Die meisten Menschen haben eine Vorstellung davon, wie man Freunde gewinnt. Was man tut, um sich kennen- und schätzen zu lernen, wie man in eine Beziehung eintritt. Nicht wenige aber finden es enorm mühsam bis unmöglich, mit sich selbst befreundet zu sein. Weil sie zu dick und zu hässlich sind. Eva-Maria Admiral weiß genau, wovon sie spricht. Und ist dem Teufelskreis entkommen.

Als Kind merkte ich sehr früh, wie entscheidend es in dieser Welt ist, als Mädchen dünn und hübsch zu sein. In unserer Familie war es ganz wichtig, dass eine Frau niemals dick wurde oder mehr als Kleidergröße 36 trug. Wer das nicht schaffte, galt als undiszipliniert und schwach. Meine Mutter wog auch in ihrer Schwangerschaft nie über 43 Kilo. Ich kam drei Monate zu früh auf die Welt. Meinen Körper mochte ich ebenso wenig wie meine Mutter ihren.

Das Kostüm von Lagerfeld

Nach meinem Studium in Paris konnte ich endlich nach Wien zurückkehren und die Aufnahmeprüfung an der staatlichen Schauspielakademie absolvieren. Ein beruflicher Aufstieg folgte. 
Aber plötzlich begann ein Teufelskreis: Ich wusste nicht mehr, wie ich es hinkriegen sollte, so viel zu arbeiten und dabei kaum zu essen. Ich wusste nicht, wie ich beispielsweise in die Kostüme eines Karl Lagerfeld passen sollte. Deshalb nahm ich den Kampf gegen meinen Körper auf. Ich würde
gewinnen, koste es, was es wolle.
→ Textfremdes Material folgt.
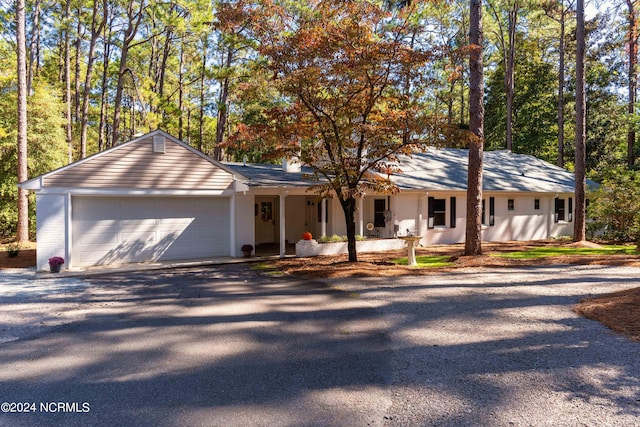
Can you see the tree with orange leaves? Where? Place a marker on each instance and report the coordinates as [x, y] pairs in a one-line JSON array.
[[349, 76]]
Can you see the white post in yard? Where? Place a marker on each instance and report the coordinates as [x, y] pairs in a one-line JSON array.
[[361, 216], [283, 242], [323, 218], [232, 225]]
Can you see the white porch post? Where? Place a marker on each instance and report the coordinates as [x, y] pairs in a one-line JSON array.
[[68, 206], [232, 225], [283, 243], [323, 219], [361, 216]]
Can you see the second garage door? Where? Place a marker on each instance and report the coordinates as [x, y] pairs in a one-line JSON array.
[[116, 230]]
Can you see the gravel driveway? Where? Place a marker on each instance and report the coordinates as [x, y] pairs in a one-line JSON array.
[[228, 346], [502, 347]]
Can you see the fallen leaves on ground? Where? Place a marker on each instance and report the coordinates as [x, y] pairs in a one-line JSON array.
[[619, 311]]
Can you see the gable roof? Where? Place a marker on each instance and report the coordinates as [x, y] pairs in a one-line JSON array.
[[446, 169], [442, 170], [268, 175], [135, 164]]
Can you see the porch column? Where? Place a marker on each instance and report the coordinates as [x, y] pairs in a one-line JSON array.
[[361, 216], [232, 225], [68, 250], [283, 242], [323, 219]]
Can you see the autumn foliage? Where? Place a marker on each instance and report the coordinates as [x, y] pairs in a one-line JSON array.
[[348, 74]]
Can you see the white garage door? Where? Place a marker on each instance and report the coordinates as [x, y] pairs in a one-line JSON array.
[[110, 230]]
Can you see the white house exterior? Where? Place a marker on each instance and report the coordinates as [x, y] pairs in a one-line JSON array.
[[156, 198]]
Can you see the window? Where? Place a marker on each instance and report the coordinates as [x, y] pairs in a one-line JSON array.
[[492, 212], [452, 212], [379, 206], [266, 211], [559, 210], [438, 212], [326, 211]]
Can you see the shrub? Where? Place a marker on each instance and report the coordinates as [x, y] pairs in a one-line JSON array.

Doch je mehr ich mir das Essen verbot, desto mehr kreisten meine Gedanken nur noch darum.

Die Lüge des Lebens

Das kennen wohl viele Frauen: Sie sehen sich im Spiegel und finden sich eindeutig zu „fett“. Die Medizin nennt dieses Phänomen „Bodydysmorphia“. Die eigene Wahrnehmung des Körpers stimmt nicht mit der Realität überein. Diese Gedanken sind eine antrainierte Lüge. Und auf antrainierte Lügen folgen antrainierte Verhaltensweisen. So geschieht die klassische Konditionierung. Unsere Verantwortung ist es, Gedanken zu hinterfragen, die uns unruhig machen. Sie durch die Wahrheit zu korrigieren. Der berühmte Neurologe Viktor Frankl schrieb im KZ den hoffnungsvollen Satz über sich selbst und seine Gedanken: „Ich muss mir auch von mir selbst nicht alles gefallen lassen. Ich kann auch immer noch ein ganz anderer werden.“ Fromm formuliert zu finden im 2. Korintherbrief 5,17: „Ist jemand in Christus, so ist er eine neue Kreatur; das Alte ist vergangen, siehe, Neues ist geworden.“

Der Körper zum Wohlfühlen

Was würde geschehen, wenn wir anfingen, uns mit unserem Körper zu befreunden? Für ihn zu sorgen? Ich denke an die Zeit zurück, als ich mein „Traumgewicht“ von 43 Kilo hatte. Mochte ich mich zu der Zeit mehr? Nein! Kann ich mich selbst und meinen Körper mit der Loyalität und Großzügigkeit lieben, die ich anderen gegenüber zeige? Wir haben Angst, unseren Körper so zu mögen, wie er ist. Eine Beziehung zu unserem Körper stellen wir genauso her wie zu jedem anderen Freund, den wir schätzen. Erst kommt das Umwerben: sich kennenlernen, sich aneinander freuen. Miteinander etwas zu unternehmen. Sich Zeit nehmen, um zu entdecken, was uns freut. Schätzen lernen, was und wie wir sind. Das sind die ersten Schritte, um unseren Wohlfühlkörper zurückzugewinnen. Wenn wir uns mit unserem Körper befreunden, entdecken wir, dass jemand zu Hause ist, nachdem wir viele Jahre vergeblich an die Türe geklopft haben. Ich achte darauf, was meinem Körper guttut. Das mag ein langer Weg sein, aber eines Tages steht man vor dem Spiegel und lässt den neuen Gedanken zu: „Hey ich bin schön“ – wer hätte das gedacht?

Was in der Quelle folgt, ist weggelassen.